After the optimism of International Women’s Day, it’s back to the hard reality of misogyny

“Online the worst of men spume misogynist vitriol; in public spaces they leer, touch and intimidate; at work they find ways to keep us in our places; and at home women and girls are forced to submit to them. Let me say emphatically, that this is not a slur on all men and boys. Many men are kind, supportive and stalwartly feminist. But reactionary maleness is resurgent and needs to be recognised.”
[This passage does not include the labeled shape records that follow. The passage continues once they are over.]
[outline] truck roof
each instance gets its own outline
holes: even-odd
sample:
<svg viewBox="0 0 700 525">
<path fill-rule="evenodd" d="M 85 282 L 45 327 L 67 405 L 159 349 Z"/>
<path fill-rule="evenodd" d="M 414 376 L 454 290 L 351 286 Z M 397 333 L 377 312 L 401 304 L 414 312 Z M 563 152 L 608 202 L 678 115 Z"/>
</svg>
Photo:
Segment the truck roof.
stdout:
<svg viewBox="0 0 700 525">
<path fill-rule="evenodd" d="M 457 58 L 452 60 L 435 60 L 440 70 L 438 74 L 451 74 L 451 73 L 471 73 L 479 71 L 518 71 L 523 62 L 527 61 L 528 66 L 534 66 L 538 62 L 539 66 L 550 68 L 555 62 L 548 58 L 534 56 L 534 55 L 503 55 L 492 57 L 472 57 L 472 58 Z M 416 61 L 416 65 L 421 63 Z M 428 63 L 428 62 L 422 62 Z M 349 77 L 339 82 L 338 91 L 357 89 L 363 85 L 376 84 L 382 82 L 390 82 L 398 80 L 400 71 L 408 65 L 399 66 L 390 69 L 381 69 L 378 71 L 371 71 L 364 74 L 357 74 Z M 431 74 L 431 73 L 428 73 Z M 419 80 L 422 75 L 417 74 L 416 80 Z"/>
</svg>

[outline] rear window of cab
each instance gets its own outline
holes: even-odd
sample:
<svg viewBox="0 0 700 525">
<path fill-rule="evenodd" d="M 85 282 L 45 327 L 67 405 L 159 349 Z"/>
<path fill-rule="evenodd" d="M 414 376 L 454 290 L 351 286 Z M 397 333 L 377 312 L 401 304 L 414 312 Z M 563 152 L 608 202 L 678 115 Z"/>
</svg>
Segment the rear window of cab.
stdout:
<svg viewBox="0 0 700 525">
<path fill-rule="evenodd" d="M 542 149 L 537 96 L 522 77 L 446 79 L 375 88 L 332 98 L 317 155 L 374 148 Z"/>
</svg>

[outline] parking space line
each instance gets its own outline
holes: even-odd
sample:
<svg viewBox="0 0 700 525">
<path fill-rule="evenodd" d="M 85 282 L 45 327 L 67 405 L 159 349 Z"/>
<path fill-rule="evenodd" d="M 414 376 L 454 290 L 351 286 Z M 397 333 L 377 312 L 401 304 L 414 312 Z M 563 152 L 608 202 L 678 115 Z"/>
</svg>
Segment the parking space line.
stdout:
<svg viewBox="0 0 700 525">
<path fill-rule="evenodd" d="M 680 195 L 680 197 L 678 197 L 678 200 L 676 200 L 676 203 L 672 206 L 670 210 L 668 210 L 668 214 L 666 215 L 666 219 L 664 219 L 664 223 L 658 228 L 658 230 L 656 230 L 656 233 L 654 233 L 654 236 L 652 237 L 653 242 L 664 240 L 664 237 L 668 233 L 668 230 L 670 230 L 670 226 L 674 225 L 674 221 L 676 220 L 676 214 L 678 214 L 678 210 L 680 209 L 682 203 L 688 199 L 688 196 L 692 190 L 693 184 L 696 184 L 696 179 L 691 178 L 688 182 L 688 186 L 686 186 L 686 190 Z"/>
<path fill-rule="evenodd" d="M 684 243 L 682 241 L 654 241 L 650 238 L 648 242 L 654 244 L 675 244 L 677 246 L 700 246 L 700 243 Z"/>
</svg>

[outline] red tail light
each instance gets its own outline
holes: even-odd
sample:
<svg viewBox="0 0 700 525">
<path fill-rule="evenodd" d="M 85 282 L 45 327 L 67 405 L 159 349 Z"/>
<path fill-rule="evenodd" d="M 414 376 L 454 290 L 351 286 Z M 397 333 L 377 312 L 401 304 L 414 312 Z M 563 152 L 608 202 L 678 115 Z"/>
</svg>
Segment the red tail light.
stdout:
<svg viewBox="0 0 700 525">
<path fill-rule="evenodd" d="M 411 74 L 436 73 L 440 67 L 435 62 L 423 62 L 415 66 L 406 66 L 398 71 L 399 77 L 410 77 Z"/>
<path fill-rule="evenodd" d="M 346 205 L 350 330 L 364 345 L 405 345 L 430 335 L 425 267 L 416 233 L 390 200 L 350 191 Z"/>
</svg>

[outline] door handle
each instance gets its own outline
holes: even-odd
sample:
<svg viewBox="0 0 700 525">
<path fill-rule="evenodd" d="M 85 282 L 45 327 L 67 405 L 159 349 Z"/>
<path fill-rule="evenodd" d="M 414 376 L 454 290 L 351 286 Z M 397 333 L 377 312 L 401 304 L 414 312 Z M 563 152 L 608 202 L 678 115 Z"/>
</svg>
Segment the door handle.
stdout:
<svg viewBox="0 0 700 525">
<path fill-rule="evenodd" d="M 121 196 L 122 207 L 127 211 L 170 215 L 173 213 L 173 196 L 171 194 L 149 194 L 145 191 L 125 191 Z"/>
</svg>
4. Hana Al-Khamri in Al Jazeera

on a dynasty of tyranny

MBS and the Saudi crisis of legitimacy

“Just like his predecessors, MBS [Crown Prince Mohammed bin Salman bin Abdulaziz Al Saud] has struggled to resolve the most pressing problem of the House of Saud - that of legitimacy. His grandfather, King Abdulaziz Ibn Al Saud, the man who founded modern Saudi Arabia, set up the fledgeling Saudi state on two pillars: the distribution of oil wealth among the kingdom’s people in return for allegiance to the House of Saud and an alliance with the Wahabi religious establishment. He also concluded a strategic alliance with the US to ensure the country’s regional security, which one could see as the third pillar of the Saudi state. Despite MBS’s best efforts, however, cracks have appeared in all three.”

5. Sean Guillory in The Moscow Times

on America’s memory

Why should Bernie Sanders apologize for communism?

“No matter how much Sanders genuflects in the ritual denunciation of communist authoritarianism — and make no mistake it is a ritual — he will continue to be treated as if his signature had been alongside Stalin’s on NKVD execution orders. This is because the ritual isn’t about any real memory of the lived experience of communism, rather, it is an exercise in white-washing the US’s social and economic injustice and focusing the lens on imagined dark regimes elsewhere. Like most memory politics, the American memory politics of the communist past and how it is narrated is first and foremost a whip for ideological disciplining. At a time when the hegemony of the American political center trembles, the thrashes of this lash only intensify.”